Je te fais un dessin, Marc Cholodenko
Je te fais un dessin, novembre 2017, 120 pages, 13 €
Ecrivain(s): Marc Cholodenko Edition: P.O.L
Faire l’image : Marc Cholodenko
Marc Cholodenko réussit un tour de force : dessiner avec les mots. Et ce, non par figure de style, mais en évoquant ce que l’image peut donner suivant ses maçonneries et ses maçons. L’ensemble se distribue en fragments, eux-mêmes classés en « moments » ou épreuves. Ils s’achèvent sur le commencement : celui des gribouillis d’enfant. L’image anticipe alors sur les mots et sous la caresse et la pression d’une main maladroite mais qui traque en chacun de nous la bête et l’ombre.
Dans son livre précédent (Il est mort ? P.O.L), celui qui va ou allait partir était emporté par le souffle d’une seule phrase. Ici tout se crée en vignettes. Elles charrient une existence que l’auteur a l’intelligence de ne pas réduire à l’autofiction. Surgit le sourd murmure des images tenaces toujours portées à l’interprétation d’un ordre qui se transforme en une plongée étourdissante dans une série de propositions, de réminiscences, de raisonnements, d’informations intimes.

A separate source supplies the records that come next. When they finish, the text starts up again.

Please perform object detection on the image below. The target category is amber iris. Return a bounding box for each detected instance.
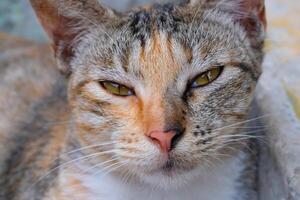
[100,81,134,97]
[191,67,223,88]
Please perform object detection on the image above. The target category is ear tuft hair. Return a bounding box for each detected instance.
[30,0,116,74]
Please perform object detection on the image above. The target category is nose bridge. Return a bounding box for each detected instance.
[163,92,184,131]
[143,88,184,132]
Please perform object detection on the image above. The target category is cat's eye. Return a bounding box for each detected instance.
[191,67,223,88]
[100,81,134,97]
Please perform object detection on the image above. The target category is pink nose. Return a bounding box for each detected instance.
[148,131,176,152]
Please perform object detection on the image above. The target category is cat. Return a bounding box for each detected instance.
[0,0,266,200]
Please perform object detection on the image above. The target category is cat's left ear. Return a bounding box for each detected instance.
[30,0,117,74]
[188,0,267,46]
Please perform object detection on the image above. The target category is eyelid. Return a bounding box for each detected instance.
[188,65,225,89]
[98,80,135,97]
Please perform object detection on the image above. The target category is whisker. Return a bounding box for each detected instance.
[82,157,119,174]
[212,114,272,132]
[25,150,114,192]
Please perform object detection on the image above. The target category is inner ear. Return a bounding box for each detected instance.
[30,0,117,74]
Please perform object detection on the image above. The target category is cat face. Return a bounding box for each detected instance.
[29,1,263,188]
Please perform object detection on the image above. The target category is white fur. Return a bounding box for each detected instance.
[61,153,244,200]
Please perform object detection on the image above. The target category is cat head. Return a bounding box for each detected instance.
[31,0,266,188]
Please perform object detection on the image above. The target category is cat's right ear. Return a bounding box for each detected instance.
[30,0,117,74]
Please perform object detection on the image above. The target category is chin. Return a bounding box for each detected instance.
[139,159,202,190]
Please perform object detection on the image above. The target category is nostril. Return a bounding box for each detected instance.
[148,131,175,152]
[171,129,185,149]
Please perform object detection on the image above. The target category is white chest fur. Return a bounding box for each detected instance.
[61,154,244,200]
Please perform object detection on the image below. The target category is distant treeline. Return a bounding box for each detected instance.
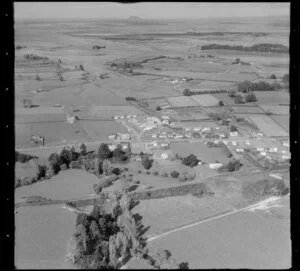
[201,43,289,53]
[237,81,283,93]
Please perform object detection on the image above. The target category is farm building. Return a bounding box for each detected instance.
[208,163,223,169]
[108,134,117,140]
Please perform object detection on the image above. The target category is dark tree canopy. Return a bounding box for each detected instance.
[182,154,199,167]
[98,143,111,160]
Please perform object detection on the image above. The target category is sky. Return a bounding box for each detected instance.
[14,2,290,19]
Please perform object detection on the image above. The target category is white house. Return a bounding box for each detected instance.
[282,141,290,147]
[208,163,223,169]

Surgissent des densités déviantes et des décalages. L’image n’est plus seulement une reproduction. Elle est saisie par exemple sur un visage et sa moue « dont la délicatesse ne cherche pas à prévenir d’éventuels débordements de l’affluence du concret mais à mesurer la dispersion de son effet ». Il n’existe donc pas que des supports et des surfaces. Celle-ci, d’ailleurs, même lorsqu’elle est vierge permet la présence d’un « souverain ultime ». Si bien que les mots disent ici ce que les images ne peuvent pas dire. D’où ce magistral coup de pied de l’âne. Celui-ci accorde au lecteur (forcément masochiste ou simplement lucide) une jouissance rare. Si bien que Cholodenko pourrait conclure comme Beckett : « Voilà, c’est fait, j’ai fait l’image ».